Pickton is accused of murdering 26 women whose remains were found on the Port Coquitlam farm he co-owns with his brother and sister, although the trial starting Monday will only deal with six of those charges.

Former Vancouver police constable Dave Dickson walked the Downtown Eastside for 25 years. In retirement, he signed on with the local Neighbourhood Safety Office. Not much has changed in the area, he said.

"I am here sometime around five o'clock in the morning. I got condoms and chocolate bars. Most of them haven't eaten for a couple of days, and they are certainly in dire need of a cigarette," he told CBC News.

Dickson is now working to improve safety for women who are desperately addicted to drugs.

He remembers putting together the first police list of missing women in 1997. He said it was hard to prove something had happened to them.

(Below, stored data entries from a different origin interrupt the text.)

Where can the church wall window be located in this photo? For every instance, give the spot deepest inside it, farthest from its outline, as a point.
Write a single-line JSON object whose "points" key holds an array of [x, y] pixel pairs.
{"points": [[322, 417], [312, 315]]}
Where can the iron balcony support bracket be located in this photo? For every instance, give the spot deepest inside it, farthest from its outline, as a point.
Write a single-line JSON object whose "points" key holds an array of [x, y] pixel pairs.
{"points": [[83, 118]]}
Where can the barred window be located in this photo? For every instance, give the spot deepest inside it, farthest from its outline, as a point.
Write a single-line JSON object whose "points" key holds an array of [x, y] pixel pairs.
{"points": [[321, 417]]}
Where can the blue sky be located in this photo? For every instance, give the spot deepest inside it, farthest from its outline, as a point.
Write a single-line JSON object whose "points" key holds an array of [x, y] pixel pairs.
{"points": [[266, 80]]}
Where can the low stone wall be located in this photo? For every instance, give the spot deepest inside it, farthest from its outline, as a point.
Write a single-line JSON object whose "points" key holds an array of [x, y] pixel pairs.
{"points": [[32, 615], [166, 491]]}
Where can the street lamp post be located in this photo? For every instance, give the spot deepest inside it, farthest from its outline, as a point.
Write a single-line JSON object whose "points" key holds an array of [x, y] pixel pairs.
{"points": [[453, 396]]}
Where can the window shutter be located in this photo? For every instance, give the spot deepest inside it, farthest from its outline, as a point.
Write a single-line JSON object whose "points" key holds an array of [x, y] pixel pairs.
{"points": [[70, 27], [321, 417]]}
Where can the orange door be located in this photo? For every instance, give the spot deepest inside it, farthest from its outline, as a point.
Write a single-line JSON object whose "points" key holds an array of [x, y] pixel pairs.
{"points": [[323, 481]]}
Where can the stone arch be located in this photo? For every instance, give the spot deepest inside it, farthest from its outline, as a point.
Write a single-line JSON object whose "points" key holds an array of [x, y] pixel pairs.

"The final straw was going to social services, if they were collecting a cheque … Everything started to indicate there was something wrong, because they weren't picking up their cheques."

Dickson said not much has changed over the years. There are no treatment facilities for addicts, no safe havens for women and children working the street. So, he thinks, it could all happen again.

"I could come down here once a week, and pick up a girl every week for the next year, and probably no one would notice. That's the bottom line. We have different things we are trying to do better.

"But the reality is — it could happen."